日給1万3000円…解体業で注目を集める「1日眺めるだけ」の仕事とは
キャリア
定年後の生活に、不安を感じる人は少なくありません。年金だけでやっていけるのか、60代からでも働ける仕事はあるのか――そんな問いに対し、「解体現場でただ巡回するだけ」という、一風変わった仕事が静かに注目を集めています。
この仕事に挑戦したのは、63歳の男性。特別な資格もなく、体力にも自信があるわけではありません。それでも紹介されたのが、解体工事の現場を定期的に回り、状況を確認する“パトロール役”でした。重い資材を運んだり、危険な作業をする必要はありません。基本的には現場を見て回り、書類を確認し、担当者をサポートするのが主な役割です。

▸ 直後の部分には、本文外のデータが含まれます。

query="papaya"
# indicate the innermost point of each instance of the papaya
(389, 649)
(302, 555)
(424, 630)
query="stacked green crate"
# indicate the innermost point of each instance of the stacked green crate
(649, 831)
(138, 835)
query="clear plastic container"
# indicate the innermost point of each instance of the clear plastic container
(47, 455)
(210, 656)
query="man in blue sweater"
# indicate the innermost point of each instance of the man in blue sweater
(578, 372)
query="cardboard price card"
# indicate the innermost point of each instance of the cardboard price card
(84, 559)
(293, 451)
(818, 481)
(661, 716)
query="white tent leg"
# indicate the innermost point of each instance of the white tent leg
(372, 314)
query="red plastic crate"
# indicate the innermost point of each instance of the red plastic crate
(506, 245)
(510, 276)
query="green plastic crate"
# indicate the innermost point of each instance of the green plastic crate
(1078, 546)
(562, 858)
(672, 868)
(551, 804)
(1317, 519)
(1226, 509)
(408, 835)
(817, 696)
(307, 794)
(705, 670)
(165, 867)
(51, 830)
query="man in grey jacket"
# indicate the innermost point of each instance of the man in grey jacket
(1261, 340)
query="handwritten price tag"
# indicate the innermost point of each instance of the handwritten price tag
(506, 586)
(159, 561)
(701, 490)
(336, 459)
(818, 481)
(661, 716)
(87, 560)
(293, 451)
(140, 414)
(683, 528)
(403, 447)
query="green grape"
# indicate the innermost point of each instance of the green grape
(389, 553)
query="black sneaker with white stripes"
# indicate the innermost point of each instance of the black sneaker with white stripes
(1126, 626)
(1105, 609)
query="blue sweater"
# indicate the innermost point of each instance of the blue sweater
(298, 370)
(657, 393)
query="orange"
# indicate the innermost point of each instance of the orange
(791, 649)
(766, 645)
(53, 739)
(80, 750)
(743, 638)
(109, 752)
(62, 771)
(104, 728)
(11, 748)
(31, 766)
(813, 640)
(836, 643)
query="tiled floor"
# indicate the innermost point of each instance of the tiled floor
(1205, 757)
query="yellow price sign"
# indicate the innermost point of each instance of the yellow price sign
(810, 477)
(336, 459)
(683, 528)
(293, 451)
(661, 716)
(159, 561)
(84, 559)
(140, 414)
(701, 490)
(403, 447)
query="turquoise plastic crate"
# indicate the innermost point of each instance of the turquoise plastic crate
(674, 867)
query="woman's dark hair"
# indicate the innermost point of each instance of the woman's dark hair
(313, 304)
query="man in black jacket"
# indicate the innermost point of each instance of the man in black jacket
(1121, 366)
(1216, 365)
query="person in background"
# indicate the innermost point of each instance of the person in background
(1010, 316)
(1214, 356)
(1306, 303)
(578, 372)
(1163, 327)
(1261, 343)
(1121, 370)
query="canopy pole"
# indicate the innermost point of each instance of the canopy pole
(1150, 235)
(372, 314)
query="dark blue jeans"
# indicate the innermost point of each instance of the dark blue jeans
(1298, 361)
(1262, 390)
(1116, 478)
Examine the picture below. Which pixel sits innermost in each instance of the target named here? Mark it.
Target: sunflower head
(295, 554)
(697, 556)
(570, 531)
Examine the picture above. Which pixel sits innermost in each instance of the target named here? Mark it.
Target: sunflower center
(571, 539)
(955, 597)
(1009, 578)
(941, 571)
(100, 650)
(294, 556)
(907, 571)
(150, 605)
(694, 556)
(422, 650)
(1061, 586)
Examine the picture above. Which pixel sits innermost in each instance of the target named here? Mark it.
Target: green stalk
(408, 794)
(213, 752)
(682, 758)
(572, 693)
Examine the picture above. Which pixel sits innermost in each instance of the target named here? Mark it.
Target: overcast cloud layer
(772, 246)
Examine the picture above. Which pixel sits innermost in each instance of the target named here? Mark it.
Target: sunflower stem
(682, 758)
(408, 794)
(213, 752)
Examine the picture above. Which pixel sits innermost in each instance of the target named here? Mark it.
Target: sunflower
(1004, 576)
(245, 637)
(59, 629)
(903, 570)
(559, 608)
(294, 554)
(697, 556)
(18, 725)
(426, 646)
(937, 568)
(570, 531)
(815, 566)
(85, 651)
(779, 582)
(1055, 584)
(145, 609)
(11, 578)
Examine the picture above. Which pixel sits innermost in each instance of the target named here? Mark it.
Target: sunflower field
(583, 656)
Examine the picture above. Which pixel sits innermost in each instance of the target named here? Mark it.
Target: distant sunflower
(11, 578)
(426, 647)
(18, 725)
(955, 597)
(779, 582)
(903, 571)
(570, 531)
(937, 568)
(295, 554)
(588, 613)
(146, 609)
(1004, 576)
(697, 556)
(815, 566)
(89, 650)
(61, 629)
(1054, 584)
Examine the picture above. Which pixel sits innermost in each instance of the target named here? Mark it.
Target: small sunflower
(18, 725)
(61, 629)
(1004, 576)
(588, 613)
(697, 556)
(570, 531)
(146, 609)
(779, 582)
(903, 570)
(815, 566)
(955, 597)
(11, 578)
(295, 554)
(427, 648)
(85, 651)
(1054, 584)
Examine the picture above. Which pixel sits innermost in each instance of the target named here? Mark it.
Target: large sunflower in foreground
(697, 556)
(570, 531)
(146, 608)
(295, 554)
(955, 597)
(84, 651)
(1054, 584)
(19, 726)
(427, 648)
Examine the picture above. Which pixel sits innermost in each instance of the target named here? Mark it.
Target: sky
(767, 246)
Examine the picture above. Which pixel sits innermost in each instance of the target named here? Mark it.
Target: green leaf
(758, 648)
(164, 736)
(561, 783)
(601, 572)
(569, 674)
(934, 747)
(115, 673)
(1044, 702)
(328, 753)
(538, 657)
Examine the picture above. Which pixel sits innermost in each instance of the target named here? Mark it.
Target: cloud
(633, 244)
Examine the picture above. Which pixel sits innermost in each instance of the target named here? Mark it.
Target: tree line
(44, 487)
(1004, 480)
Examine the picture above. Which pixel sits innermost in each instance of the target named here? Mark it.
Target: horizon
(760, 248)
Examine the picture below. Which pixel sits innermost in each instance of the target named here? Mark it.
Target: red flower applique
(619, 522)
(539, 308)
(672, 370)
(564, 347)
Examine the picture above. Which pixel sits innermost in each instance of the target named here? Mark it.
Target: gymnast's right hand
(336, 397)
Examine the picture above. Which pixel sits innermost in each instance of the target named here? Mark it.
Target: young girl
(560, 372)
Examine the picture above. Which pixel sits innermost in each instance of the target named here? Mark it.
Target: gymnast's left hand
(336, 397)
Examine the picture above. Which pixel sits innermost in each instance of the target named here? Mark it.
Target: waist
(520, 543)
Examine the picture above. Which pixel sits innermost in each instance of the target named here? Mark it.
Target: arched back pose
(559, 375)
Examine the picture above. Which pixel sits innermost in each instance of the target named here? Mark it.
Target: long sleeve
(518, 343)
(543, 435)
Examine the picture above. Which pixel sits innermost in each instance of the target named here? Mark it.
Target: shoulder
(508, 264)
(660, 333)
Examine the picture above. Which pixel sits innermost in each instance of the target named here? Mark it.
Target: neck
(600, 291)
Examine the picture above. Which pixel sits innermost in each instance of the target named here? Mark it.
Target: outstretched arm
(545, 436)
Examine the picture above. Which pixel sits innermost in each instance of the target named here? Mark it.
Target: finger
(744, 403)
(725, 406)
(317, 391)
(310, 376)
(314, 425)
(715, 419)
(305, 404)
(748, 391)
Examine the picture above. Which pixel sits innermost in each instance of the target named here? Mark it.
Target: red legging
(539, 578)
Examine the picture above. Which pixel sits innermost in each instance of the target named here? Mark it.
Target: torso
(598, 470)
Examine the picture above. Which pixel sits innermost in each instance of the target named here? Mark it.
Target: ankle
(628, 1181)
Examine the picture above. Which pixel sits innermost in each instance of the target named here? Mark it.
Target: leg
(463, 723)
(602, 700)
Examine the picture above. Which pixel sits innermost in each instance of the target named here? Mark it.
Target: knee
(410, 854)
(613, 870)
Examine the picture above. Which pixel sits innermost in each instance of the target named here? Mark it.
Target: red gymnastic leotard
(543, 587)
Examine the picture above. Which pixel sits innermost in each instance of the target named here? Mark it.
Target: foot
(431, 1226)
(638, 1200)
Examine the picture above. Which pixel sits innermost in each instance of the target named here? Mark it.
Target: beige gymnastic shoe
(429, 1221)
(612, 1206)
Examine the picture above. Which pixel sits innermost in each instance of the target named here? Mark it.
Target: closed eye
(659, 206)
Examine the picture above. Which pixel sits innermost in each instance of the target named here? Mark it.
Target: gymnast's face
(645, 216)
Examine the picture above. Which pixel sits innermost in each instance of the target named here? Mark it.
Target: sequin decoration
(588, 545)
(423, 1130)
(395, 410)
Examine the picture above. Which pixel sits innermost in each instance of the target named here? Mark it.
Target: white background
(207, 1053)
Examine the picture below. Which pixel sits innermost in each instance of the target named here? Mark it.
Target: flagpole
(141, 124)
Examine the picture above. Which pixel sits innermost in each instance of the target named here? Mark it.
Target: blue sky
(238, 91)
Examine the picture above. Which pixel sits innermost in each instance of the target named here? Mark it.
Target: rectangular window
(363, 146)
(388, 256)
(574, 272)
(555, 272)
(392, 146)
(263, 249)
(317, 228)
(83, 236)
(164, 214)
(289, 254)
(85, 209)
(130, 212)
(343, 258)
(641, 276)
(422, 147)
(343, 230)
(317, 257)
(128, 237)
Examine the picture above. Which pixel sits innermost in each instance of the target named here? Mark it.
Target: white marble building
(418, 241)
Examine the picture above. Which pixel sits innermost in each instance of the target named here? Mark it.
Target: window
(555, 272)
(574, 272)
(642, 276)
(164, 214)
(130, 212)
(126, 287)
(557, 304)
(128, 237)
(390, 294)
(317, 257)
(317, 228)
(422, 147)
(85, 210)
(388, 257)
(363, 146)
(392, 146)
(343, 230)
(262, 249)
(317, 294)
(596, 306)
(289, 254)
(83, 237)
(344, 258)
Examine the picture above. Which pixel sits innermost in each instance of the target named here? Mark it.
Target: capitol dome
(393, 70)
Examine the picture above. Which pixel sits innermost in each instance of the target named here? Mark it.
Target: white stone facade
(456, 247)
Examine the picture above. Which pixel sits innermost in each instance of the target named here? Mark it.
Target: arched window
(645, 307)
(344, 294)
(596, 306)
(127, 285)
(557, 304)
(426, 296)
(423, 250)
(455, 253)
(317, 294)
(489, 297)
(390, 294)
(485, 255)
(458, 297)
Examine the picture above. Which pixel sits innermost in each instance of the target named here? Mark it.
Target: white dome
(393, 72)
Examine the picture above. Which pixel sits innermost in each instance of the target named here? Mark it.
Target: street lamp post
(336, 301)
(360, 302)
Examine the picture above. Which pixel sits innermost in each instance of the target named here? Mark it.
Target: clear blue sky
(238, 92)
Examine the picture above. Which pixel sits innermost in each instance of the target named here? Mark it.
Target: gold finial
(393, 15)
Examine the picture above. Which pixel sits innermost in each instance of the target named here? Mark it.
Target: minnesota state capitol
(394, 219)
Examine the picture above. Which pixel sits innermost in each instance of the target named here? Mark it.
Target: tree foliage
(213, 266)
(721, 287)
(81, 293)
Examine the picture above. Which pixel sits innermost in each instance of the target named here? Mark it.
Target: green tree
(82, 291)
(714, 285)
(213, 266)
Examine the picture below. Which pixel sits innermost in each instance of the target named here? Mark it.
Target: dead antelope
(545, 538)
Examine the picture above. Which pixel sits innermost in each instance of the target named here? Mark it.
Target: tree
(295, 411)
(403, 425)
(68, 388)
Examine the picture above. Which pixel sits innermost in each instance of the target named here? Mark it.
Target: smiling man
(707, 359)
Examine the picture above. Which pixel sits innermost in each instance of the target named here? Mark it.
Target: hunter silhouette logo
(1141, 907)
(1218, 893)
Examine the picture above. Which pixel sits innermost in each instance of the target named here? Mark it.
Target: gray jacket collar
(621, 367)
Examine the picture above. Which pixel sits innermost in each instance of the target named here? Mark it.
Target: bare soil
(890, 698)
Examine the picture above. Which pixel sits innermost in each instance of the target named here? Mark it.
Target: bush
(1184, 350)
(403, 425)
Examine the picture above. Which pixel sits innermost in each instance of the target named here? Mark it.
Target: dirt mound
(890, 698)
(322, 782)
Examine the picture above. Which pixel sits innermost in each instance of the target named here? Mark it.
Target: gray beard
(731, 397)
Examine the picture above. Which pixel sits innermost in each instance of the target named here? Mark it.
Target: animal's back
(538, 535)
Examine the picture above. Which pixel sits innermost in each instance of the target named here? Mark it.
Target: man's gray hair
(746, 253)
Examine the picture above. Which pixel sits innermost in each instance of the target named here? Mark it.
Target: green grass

背景にあるのは、解体業界が抱える人手不足と現場管理の重要性です。解体作業そのものは危険を伴い、若い世代の日本人が敬遠しがちな仕事でもあります。一方で、工事を安全かつ円滑に進めるためには、現場全体を把握し、コミュニケーションを取れる存在が欠かせません。そこで求められるのが、日本語でのやり取りができ、現場を冷静に見渡せる人材でした。
このパトロールの仕事では、1日に複数の現場を巡回します。作業員名簿の確認や、元請け・下請け間の連絡補助、車両や重機の誘導など、体への負担は比較的少なめです。作業員たちが黙々と働く様子を見守る時間も長く、「見ているだけでいいのか」と感じるほどの余裕がある場面もあります。それでも日給は約1万3000円。未経験・無資格でも得られる報酬としては、決して低くありません。
現場では、秩序や安全意識が何より重視されます。その象徴ともいえるのが、出発前の清掃作業です。役職に関係なく、全員で施設を清潔に保つ姿勢が徹底されており、仕事に対する真剣さが自然と伝わってきます。こうした文化が、現場全体の緊張感と信頼関係を支えているのです。
もちろん、誰にでも向いている仕事ではありません。現場の空気に馴染み、淡々とした作業を続けられること、責任感を持って行動できることが求められます。ただ、体力的な限界や年齢を理由に働く場を諦めていた人にとっては、新たな選択肢となり得るでしょう。
この記事で押さえておきたいポイントは、解体業界には「現場作業」だけでなく、巡回や管理といった裏方の役割が存在すること、そして60代以上でも未経験・無資格で日給1万3000円前後を得られる可能性がある点です。体を酷使せず、現場を支える仕事は、これからの時代にますます必要とされていくかもしれません。